In Latin, the term ad hominem refers to an “argument against the man,” a personal attack "based on the failings of an adversary rather than on the merits of the case." It’s a logical fallacy and a cheap trick, an appeal to irrational emotions and a distraction technique. Use of an ad hominem signals weakness in a person’s argument; if that argument was based on strong evidence and acceptable premises, there would be no need to resort to insults. In the Latin, ad hominem does not refer to a gendered attack on males only, but against man as in human, male or female. Nonetheless, the term ad feminam is sometimes used to refer to arguments made specifically against women. It’s defined as “appealing to irrelevant personal considerations concerning women, especially prejudices against them.” Well, we don’t think that the attacks in these ads are irrelevant, but we do think they're personal and we do think they're abusive. That’s why we’ve changed the spelling slightly to Ad Feminem. And while these attacks affect men too, whether it’s through the rising prevalence of men now seeking cosmetic surgery or through creating generations of men suffering from the Centerfold Syndrome, it seems that their effects on women are particularly egregious.

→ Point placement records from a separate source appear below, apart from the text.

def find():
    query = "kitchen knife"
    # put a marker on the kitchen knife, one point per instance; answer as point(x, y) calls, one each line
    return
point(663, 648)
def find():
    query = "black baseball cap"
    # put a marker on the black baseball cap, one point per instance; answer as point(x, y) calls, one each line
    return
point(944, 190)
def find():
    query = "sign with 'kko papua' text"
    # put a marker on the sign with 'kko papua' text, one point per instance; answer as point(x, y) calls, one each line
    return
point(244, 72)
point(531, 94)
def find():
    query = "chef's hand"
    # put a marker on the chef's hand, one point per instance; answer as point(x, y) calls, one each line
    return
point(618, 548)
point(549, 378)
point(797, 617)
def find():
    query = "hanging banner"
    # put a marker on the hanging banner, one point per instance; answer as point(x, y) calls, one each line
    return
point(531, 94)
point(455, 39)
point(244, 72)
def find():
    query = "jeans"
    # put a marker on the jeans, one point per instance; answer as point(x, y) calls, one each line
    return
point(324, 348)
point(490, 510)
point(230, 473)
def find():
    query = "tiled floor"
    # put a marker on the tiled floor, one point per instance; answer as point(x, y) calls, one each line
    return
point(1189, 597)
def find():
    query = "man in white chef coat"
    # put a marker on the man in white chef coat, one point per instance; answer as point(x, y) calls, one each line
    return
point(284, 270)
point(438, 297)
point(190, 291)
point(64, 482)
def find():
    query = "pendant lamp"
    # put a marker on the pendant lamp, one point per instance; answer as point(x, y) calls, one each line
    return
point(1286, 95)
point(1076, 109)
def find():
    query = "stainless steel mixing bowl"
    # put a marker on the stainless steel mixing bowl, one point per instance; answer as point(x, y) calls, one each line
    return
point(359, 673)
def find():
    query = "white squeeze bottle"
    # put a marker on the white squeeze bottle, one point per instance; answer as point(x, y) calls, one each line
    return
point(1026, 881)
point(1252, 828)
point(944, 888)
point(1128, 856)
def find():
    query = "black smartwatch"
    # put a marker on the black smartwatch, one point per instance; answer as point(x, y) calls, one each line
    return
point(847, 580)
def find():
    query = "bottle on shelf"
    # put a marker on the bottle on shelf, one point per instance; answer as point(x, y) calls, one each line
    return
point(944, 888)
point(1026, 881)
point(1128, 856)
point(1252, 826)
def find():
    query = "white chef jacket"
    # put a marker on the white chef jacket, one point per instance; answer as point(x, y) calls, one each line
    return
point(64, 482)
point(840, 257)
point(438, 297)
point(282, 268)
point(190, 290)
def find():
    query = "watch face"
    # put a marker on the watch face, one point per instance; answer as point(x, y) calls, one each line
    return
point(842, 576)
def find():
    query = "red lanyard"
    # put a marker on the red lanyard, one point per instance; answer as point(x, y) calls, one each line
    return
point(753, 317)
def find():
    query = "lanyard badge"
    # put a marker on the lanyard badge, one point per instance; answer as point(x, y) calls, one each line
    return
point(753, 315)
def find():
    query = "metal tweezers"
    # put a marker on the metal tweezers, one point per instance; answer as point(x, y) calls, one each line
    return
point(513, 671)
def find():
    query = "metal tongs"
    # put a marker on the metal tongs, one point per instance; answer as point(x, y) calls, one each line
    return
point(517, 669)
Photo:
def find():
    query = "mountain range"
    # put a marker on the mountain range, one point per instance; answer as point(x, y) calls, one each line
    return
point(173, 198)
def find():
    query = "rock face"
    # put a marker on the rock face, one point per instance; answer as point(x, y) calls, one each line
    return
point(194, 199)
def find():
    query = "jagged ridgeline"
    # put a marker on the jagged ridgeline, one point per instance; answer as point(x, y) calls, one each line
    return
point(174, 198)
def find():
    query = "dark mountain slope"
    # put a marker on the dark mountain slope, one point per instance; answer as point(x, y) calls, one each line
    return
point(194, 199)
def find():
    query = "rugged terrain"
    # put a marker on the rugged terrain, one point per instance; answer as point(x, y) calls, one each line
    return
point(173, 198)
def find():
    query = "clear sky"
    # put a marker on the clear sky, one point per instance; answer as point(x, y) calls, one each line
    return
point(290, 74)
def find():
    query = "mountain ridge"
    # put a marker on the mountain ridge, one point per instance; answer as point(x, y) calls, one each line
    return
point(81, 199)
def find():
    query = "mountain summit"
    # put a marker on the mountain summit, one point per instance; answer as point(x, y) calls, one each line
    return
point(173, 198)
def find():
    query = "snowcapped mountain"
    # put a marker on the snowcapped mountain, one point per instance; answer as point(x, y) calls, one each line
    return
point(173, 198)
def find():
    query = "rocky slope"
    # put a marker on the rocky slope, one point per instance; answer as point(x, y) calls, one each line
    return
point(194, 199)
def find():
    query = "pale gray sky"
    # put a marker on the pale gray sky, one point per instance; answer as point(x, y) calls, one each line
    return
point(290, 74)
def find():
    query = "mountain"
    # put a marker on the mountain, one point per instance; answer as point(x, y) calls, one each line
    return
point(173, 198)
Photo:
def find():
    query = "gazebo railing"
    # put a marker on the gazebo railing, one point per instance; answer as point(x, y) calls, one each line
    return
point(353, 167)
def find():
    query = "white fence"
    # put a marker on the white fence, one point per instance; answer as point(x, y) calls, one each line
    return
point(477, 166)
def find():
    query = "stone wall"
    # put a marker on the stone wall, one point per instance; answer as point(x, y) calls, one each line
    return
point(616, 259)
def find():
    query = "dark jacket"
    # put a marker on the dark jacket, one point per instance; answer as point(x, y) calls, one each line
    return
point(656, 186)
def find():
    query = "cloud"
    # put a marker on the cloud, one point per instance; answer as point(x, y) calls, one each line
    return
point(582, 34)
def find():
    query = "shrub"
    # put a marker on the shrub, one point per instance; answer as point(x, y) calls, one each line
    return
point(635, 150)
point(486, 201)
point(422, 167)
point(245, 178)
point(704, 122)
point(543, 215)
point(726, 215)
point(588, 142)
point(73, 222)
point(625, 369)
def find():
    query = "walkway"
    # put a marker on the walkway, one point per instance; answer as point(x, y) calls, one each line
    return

Implicit in these ads is the premise that the question of whether or not to go under the knife is moot; the question for a woman is no longer “Should I get surgery?” That we should get surgery is taken for granted. Instead, the fundamental question has become “Where should I get which surgery?” After that, it’s a short jump to see that once we become combodities, we can, like objects, be collected, possessed, returned, or relegated to a proper place in which we belong. The commodified body can become a screen onto which other people, become projectors, run the films they want to see, the shapes that others want our personalities to take flickering across our bodies like shadows dancing across a pool. Of course we desire what makes us desirable, and we’re told over and over again that injecting, implanting, peeling, plumping, tucking and burning ourselves will make us desirable. But once, through cosmetic surgery, we’ve transformed ourselves into identical figurines rolling predictably off an assembly line, we make ourselves look as if we are the things that can be bought. Purchases have become so personal that we don’t know the difference between the purchase and the person anymore. It doesn't have to be this way. We're not here to demonize women who've opted for cosmetic surgery; in fact, one of our founders has had surgery herself. But we are here to remind us all that people are not products.